Si le comité assure qu’il ne s’agit pas d’une distinction entre hommes et femmes mais entre cabines fermées et urinoirs, cette organisation interroge Margaux Joachim, coordinatrice de Femmes de Mars. Sans connaître le dossier dans le détail, elle estime que la situation peut relever d’une discrimination indirecte. « Dans les faits, une partie des sanitaires, les urinoirs, n’est pas accessible aux femmes. Dire que les cabines sont ouvertes à tout le monde ne change pas cette réalité : les hommes disposent d’une alternative gratuite, alors que les femmes n’en ont pas. » Pour elle, si un service est mis à disposition du public, deux solutions sont envisageables : « Soit il est gratuit pour toutes et tous, soit son coût est réparti de manière solidaire entre l’ensemble des usagers, afin que personne ne supporte seul le financement du service. »

La coordinatrice souligne également que cette réflexion ne concerne pas uniquement les femmes. « Il faut aussi penser aux enfants. Un jeune enfant ne peut pas forcément utiliser un urinoir, ce qui oblige les familles à passer par les cabines payantes. » Elle estime dès lors que la gratuité, au moins pour les plus jeunes, pourrait également être envisagée.
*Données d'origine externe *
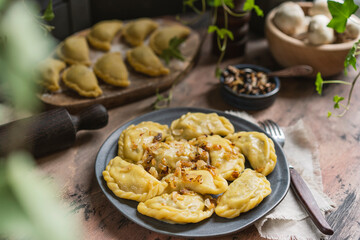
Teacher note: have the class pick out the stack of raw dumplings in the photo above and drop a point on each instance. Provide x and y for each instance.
(110, 68)
(175, 172)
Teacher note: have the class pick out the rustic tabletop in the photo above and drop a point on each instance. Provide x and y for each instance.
(338, 138)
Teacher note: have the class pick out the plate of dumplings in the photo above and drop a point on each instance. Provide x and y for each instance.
(115, 61)
(192, 172)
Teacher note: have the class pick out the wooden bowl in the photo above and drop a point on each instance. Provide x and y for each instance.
(288, 51)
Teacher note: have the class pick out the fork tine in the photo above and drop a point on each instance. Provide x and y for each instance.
(268, 128)
(279, 130)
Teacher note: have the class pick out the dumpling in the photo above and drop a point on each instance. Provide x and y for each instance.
(112, 70)
(133, 139)
(177, 208)
(258, 149)
(193, 125)
(49, 71)
(102, 34)
(131, 181)
(144, 60)
(82, 80)
(159, 40)
(200, 181)
(136, 31)
(224, 156)
(164, 156)
(74, 50)
(245, 193)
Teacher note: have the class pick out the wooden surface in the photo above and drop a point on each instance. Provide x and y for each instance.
(339, 141)
(140, 85)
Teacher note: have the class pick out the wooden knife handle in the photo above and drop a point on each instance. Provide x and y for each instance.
(305, 196)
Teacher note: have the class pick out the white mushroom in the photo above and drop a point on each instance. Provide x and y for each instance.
(290, 18)
(318, 32)
(320, 7)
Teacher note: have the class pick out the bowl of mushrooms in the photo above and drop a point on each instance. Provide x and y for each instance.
(297, 34)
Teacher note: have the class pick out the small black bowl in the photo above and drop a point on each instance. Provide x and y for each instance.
(246, 101)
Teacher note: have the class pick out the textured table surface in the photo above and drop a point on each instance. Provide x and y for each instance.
(338, 138)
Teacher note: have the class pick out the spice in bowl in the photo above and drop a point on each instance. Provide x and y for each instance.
(247, 81)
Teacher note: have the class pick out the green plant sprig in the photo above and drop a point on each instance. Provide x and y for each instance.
(341, 12)
(222, 34)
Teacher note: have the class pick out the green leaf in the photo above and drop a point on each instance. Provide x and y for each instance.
(189, 3)
(250, 5)
(340, 13)
(49, 13)
(351, 57)
(218, 3)
(221, 32)
(336, 100)
(173, 50)
(319, 83)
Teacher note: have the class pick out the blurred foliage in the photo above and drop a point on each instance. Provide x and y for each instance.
(341, 13)
(29, 206)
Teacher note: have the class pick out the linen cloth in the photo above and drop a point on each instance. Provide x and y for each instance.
(289, 220)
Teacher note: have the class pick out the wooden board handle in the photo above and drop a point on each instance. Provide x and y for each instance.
(49, 131)
(305, 196)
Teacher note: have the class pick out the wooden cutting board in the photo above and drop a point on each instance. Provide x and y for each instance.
(141, 85)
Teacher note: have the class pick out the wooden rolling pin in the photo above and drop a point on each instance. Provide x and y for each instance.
(50, 131)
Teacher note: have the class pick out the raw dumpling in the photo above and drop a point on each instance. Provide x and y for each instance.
(144, 60)
(200, 181)
(136, 31)
(74, 50)
(112, 70)
(177, 208)
(192, 125)
(258, 149)
(160, 39)
(225, 157)
(102, 34)
(245, 193)
(133, 140)
(82, 80)
(131, 181)
(49, 72)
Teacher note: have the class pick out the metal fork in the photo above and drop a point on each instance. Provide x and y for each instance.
(300, 188)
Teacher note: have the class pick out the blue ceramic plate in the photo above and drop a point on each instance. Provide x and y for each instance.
(214, 226)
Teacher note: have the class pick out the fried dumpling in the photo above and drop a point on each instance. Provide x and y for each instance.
(164, 156)
(82, 80)
(243, 194)
(200, 181)
(177, 208)
(102, 33)
(133, 139)
(49, 72)
(159, 40)
(112, 70)
(258, 149)
(136, 31)
(131, 181)
(192, 125)
(144, 60)
(225, 157)
(74, 50)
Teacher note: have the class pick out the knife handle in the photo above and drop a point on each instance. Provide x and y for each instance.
(305, 196)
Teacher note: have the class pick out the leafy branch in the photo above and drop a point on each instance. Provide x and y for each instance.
(222, 34)
(341, 12)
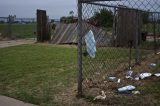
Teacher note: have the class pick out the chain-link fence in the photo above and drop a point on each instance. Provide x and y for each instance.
(115, 36)
(12, 27)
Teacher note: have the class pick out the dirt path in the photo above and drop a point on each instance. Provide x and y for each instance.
(9, 43)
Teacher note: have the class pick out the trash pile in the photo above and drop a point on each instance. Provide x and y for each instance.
(128, 89)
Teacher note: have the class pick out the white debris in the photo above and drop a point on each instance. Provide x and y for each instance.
(137, 78)
(112, 79)
(145, 75)
(129, 74)
(119, 80)
(157, 74)
(152, 65)
(101, 97)
(136, 92)
(90, 44)
(127, 88)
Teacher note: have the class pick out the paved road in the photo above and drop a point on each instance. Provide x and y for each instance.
(16, 42)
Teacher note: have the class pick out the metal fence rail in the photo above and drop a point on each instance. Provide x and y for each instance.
(132, 33)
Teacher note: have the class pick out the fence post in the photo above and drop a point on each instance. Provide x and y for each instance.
(9, 31)
(154, 34)
(79, 30)
(137, 59)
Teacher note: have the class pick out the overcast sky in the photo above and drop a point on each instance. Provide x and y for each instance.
(27, 8)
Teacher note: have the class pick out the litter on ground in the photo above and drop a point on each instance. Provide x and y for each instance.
(101, 97)
(145, 75)
(126, 88)
(129, 74)
(136, 92)
(157, 74)
(152, 65)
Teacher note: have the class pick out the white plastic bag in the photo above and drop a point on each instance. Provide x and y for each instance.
(127, 88)
(90, 44)
(145, 75)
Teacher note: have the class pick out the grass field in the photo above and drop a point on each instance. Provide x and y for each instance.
(36, 73)
(19, 30)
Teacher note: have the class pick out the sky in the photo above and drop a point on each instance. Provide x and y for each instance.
(27, 8)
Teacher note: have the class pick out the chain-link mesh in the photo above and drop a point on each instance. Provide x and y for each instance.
(117, 36)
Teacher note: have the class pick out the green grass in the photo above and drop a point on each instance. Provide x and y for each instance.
(35, 73)
(19, 30)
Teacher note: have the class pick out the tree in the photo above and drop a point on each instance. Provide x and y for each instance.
(145, 17)
(104, 18)
(71, 13)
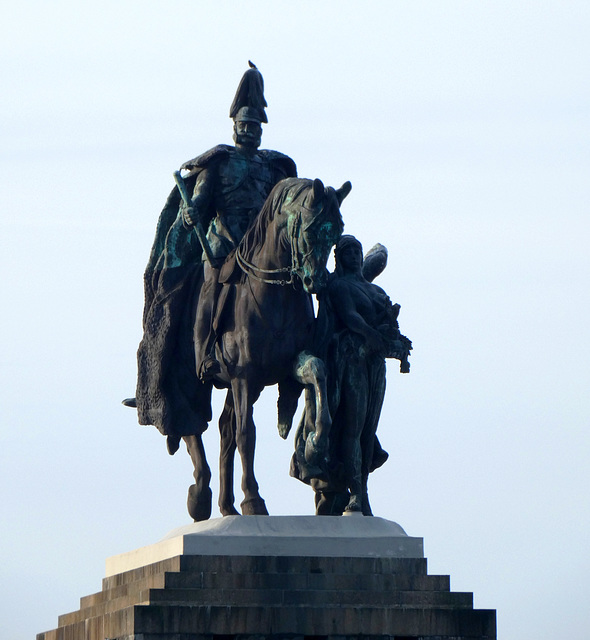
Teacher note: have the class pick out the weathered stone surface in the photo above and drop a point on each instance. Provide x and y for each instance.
(280, 597)
(277, 536)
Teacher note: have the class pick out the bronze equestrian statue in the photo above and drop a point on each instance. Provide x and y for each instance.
(222, 191)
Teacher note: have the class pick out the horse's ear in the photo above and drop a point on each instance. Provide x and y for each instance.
(318, 190)
(343, 191)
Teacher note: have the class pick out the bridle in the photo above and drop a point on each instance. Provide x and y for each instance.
(294, 269)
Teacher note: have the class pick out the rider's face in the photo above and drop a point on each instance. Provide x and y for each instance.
(248, 134)
(351, 258)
Plus largement, Margaux Joachim rappelle que l’accès aux toilettes publiques reste un enjeu récurrent d’aménagement de l’espace public. « Cela fait longtemps que nous plaidons pour des sanitaires publics fermés, accessibles à toutes et tous, quel que soit le genre. Aujourd’hui encore, passer plusieurs heures dans un parc ou participer à un événement sans toilettes accessibles peut devenir un véritable problème, notamment pour les femmes, les familles ou les personnes accompagnant de jeunes enfants. » Selon elle, au-delà de ce cas précis, cette situation remet en lumière une problématique plus large d’accessibilité des équipements publics.